Representative SEM microstructures of crayfish muscle subjected to the RPPE treatments were compared with fresh crayfish muscle in Figure 3. We observed significant differences between the fresh crayfish muscle and those treated with RPPE both in fibers, bundles, and intramuscular connective tissues. At day 0, fresh crayfish had a complete and smooth muscle structure and a compact muscle fiber arrangement (Figure 3). Some small spaces appeared between the muscle bundles in the fresh sample, all of which indicated a well-organized structure. With the prolongation of storage time, the muscle fiber tissues in the treated groups had different degrees of deterioration. At day 8, the muscle structure of the CK and T0 samples were most degraded and the surface texture was loose and fuzzy. Although degradation was also observed in the T1 and T2 samples, the fibers, bundles, and structures were still regular in appearance. The muscle fiber of T3 was more regular, and the muscle fiber was not significantly broken. The connective tissues also adhered to each other tightly, which were very similar to those of the fresh sample. Therefore, RPPE delayed the degradation of crayfish muscle.

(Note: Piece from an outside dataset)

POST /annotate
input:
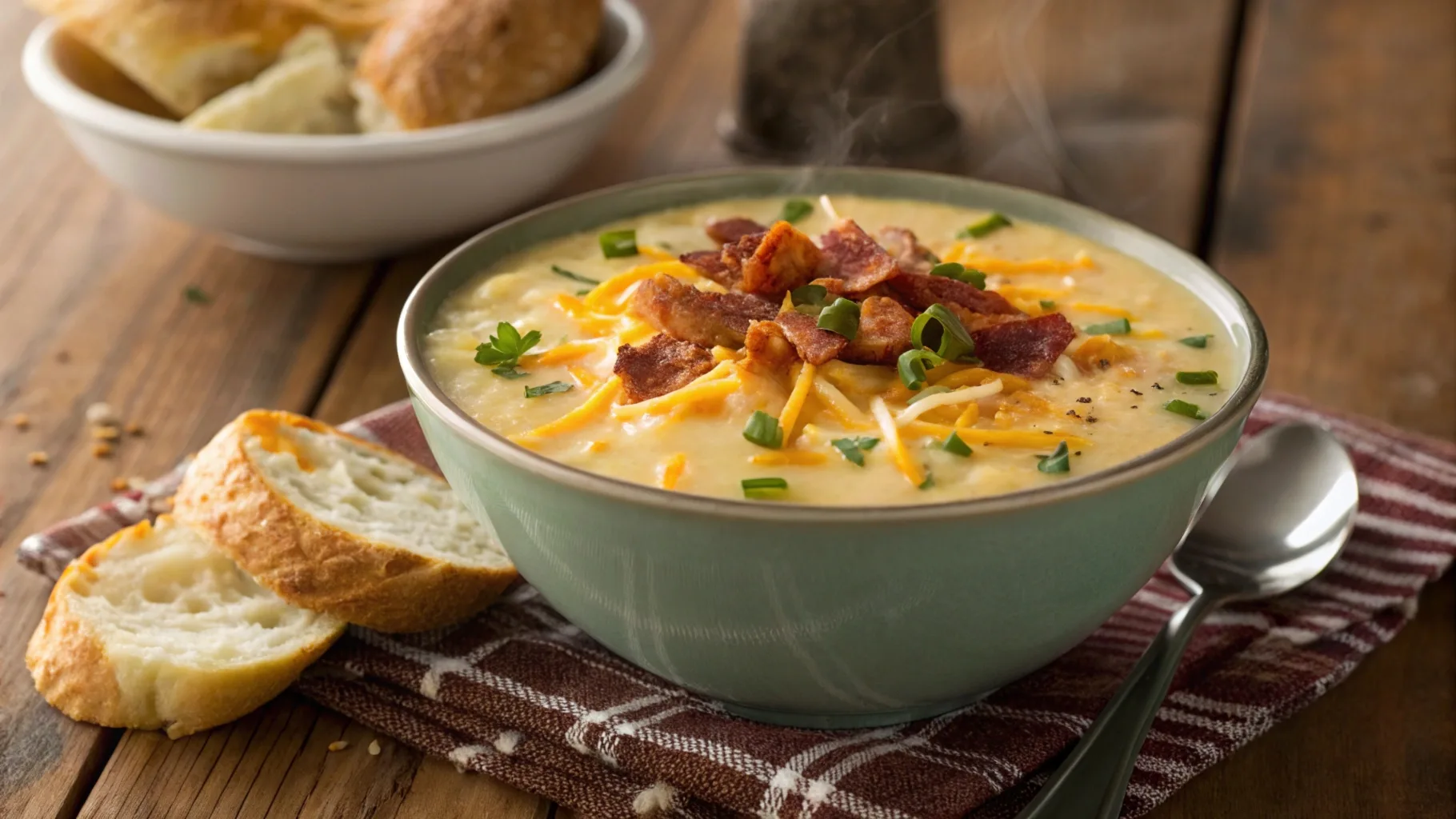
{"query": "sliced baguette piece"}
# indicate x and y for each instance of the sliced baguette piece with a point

Figure 3: SEM images of crayfish under different treatments during storage. (a) At the beginning. (b) CK at 8th day. (c) T0 at 8th day. (d) T1 at 8th day. (e) T2 at 8th day. (f) T3 at 8th day.

4. Conclusion

RPPE exhibited a high amount of total phenolic and demonstrated effective antioxidant properties. Gelatin coating with RPPE and ε-PL delayed deshelled crayfish deterioration in quality parameters, such as TVB-N, K value, FAAs, and water migration and could extend deshelled crayfish shelf life by 2 days. Combined with the effect of the color of the preservation solution on the samples, the coating combined with 2.0% RPPE was preferred.

Data Availability

The data used to support the findings of this study are available from the corresponding author upon request.

Conflicts of Interest

The authors declare no conflicts of interest.

Acknowledgments

The authors would like to express their profound gratitude to Weiqiang Qiu from the Instrumental Analysis Center of Shanghai Ocean University for his technical assistance. This research was funded by the NSFC (31571914 and 31601414), China Agriculture Research System (CARS-47), National Key Research and Development Program (2016YFD0400106), Doctoral Start-Up Fund from SHOU, and Construction Project of Public Service Platform for Shanghai Municipal Science and Technology Commission (17DZ2293400).